Automne…
En mouvement…
Couleurs…
Changeantes…
Reflets orangés, tronc, lumière,
Mektoub cabré, le ciel !
Ninweule…
Un cri !
Mearule…
Jena Aiye !

Le Roi Yrkanis se tenait debout, immobile, impassible, hiératique, figure immuable de la puissance des Souverains Matis.

Les wivans s’affairaient autour de Sa Majesté, ôtant une pièce d’armure, baignant un linge immaculé dans une coquille de nacre emplie d’eau pure, massant les muscles douloureux, attentifs aux soupirs du Roi tout en peignant ses cheveux…

Les Envinenai entrèrent, courbés. Parmi les plus vieux des Matis, certains avaient parfois du mal à se redresser. Le Roi nu…Nul autre que les guérisseurs royaux ou que les serviteurs les plus fidèles, n’aurait pu l’entrevoir. Le Roi…

La Reine Lea entra.

Yrkanis s’était assoupi parmi les fleurs de senteur. La lumière de Sagaritis éclaira furtivement son visage blanc avant d’illuminer son pendentif. L’œil de Lea brilla. Elle murmura :

Jena ! Kainae !
Mailya i alyei se veleis Se !
Manya sa mindalenae !
E ne !
Jena ! Kainae !
Ye ne ereis ?
Lae wivanae ?
Lutae
Karanae cil cirhiae ?


« Na Karan... », dit doucement le serviteur.
« Na Karan ! La Cour vous attend… »

Yrkanis ouvrit les yeux et agita la main en direction du wivan.
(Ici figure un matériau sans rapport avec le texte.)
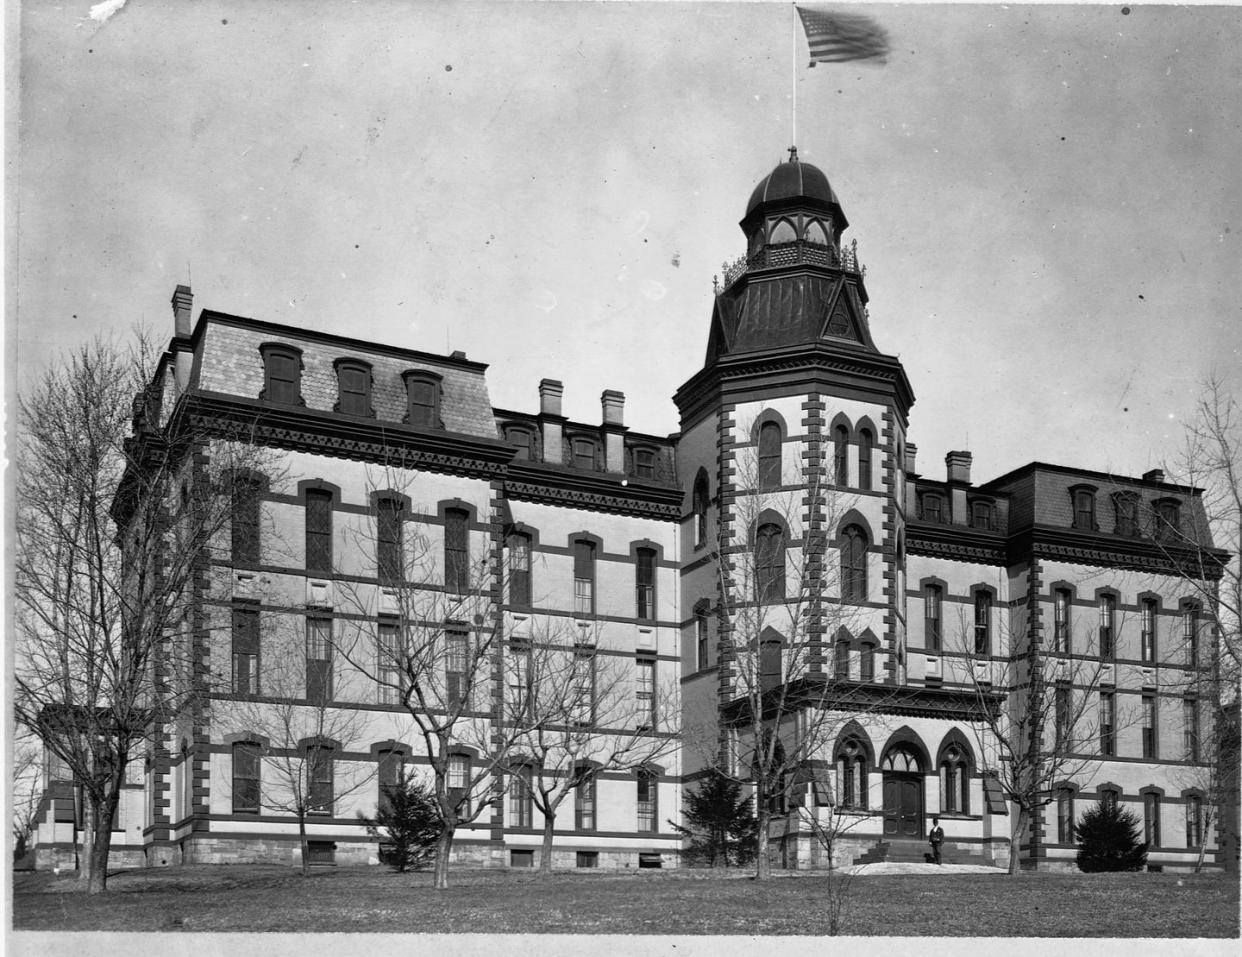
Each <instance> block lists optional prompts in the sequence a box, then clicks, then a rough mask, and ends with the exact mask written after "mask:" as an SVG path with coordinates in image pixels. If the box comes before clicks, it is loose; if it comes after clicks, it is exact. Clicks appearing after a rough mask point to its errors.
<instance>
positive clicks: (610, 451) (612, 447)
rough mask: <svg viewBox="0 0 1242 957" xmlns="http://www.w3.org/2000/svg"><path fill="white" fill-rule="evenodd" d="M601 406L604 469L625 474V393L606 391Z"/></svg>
mask: <svg viewBox="0 0 1242 957" xmlns="http://www.w3.org/2000/svg"><path fill="white" fill-rule="evenodd" d="M600 405H601V406H602V407H604V469H605V472H625V433H626V427H625V392H617V391H616V390H615V389H605V390H604V393H602V395H601V396H600Z"/></svg>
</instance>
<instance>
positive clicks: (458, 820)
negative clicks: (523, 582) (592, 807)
mask: <svg viewBox="0 0 1242 957" xmlns="http://www.w3.org/2000/svg"><path fill="white" fill-rule="evenodd" d="M368 484H369V487H370V488H371V489H373V494H371V500H373V501H374V503H375V504H374V506H373V509H371V510H370V513H369V514H368V515H366V516H365V520H364V521H363V523H361V524H360V525H359V526H358V528H356V530H355V535H354V544H355V550H356V554H358V555H361V556H370V555H374V556H375V562H376V564H375V570H376V577H378V581H379V583H378V585H376V586H370V585H348V583H345V585H343V586H342V588H343V592H344V597H345V601H347V604H348V606H351V608H353V611H355V612H359V613H360V614H363V616H365V617H366V618H369V619H370V622H375V621H376V619H378V621H379V624H378V627H376V626H375V624H373V623H366V624H355V626H354V627H353V628H349V627H348V626H347V627H345V628H343V631H342V634H340V636H339V637H337V638H335V639H334V640H335V648H337V650H338V652H339V653H340V655H342V657H343V658H344V659H345V660H347V662H349V663H350V665H353V667H354V668H355V669H356V670H358V672H360V673H361V674H363V675H365V678H368V679H369V680H370V681H371V684H373V686H374V688H375V689H376V690H378V693H379V698H380V701H381V703H384V704H390V705H396V706H399V708H401V709H402V710H404V712H405V714H406V715H407V716H409V719H410V720H411V722H412V724H414V726H415V727H416V729H417V734H419V736H420V737H421V739H422V742H424V747H425V755H426V760H427V762H428V763H430V766H431V771H432V775H433V792H435V799H436V808H437V813H438V815H440V820H441V823H442V825H443V829H442V830H441V834H440V843H438V845H437V849H436V866H435V879H433V880H435V883H433V886H435V887H437V889H442V887H447V886H448V860H450V854H451V851H452V845H453V838H455V835H456V832H457V828H458V827H460V825H462V824H468V823H469V822H472V820H476V819H477V818H478V817H479V815H481V814H482V813H483V811H484V809H487V808H489V807H492V806H493V804H496V803H497V802H498V801H501V799H502V797H503V789H502V787H501V783H502V782H501V778H499V776H498V768H499V767H501V766H503V763H504V760H505V756H507V755H508V753H509V751H510V750H512V746H513V741H514V736H515V730H514V729H512V727H505V726H504V725H503V722H501V721H498V720H497V715H498V708H497V703H496V701H494V700H493V695H494V694H496V681H497V669H498V668H499V653H501V639H499V634H501V617H499V604H498V600H497V595H498V593H499V590H498V571H497V566H498V556H497V555H494V554H493V550H492V545H491V542H489V541H487V536H486V535H483V534H481V532H474V534H472V532H469V531H468V528H467V526H468V519H467V515H466V514H465V513H463V514H461V515H457V516H452V515H450V516H446V525H445V531H443V534H445V540H443V541H441V539H440V535H438V532H437V534H432V532H431V530H430V529H431V526H430V525H428V524H427V523H424V521H419V520H416V519H415V518H414V516H415V511H414V505H412V503H414V499H412V498H411V495H410V494H409V493H412V492H416V490H417V484H416V480H415V473H414V472H411V470H406V469H404V468H401V467H399V465H391V467H385V468H383V469H379V470H376V472H375V473H373V474H371V475H370V477H369V479H368ZM450 525H452V526H453V528H450ZM441 555H442V556H443V560H441Z"/></svg>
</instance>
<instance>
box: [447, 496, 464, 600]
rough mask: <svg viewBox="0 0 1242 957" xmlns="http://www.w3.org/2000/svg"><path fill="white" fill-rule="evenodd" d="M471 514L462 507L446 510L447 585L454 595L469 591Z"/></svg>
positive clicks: (456, 594) (448, 587)
mask: <svg viewBox="0 0 1242 957" xmlns="http://www.w3.org/2000/svg"><path fill="white" fill-rule="evenodd" d="M468 523H469V515H468V514H467V513H465V511H462V510H461V509H447V510H446V511H445V587H446V588H447V590H448V591H450V592H452V593H453V595H466V593H467V592H468V591H469V546H468V534H467V525H468Z"/></svg>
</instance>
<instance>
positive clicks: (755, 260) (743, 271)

Celui disparut à reculons sans un bruit.

« Ma aiyates Karan ! »
« Ma aiyates uma Karan ! »
« Ma Jena aiyates i Karan ! »

Criaient les Nobles au passage du Roi. Celui-ci inclinait parfois imperceptiblement la tête à l'adresse de l'un d'eux qui gonflait la poitrine alors que les autres, agacés, redoublaient de révérences et d'autres formules.

Yrkanis marcha jusqu'au trône, gravit les marches qui y menaient et se retourna soudain.

« Cuiccio ! » cria t-il.

Le Botaniste et Historien Royal s’avança promptement.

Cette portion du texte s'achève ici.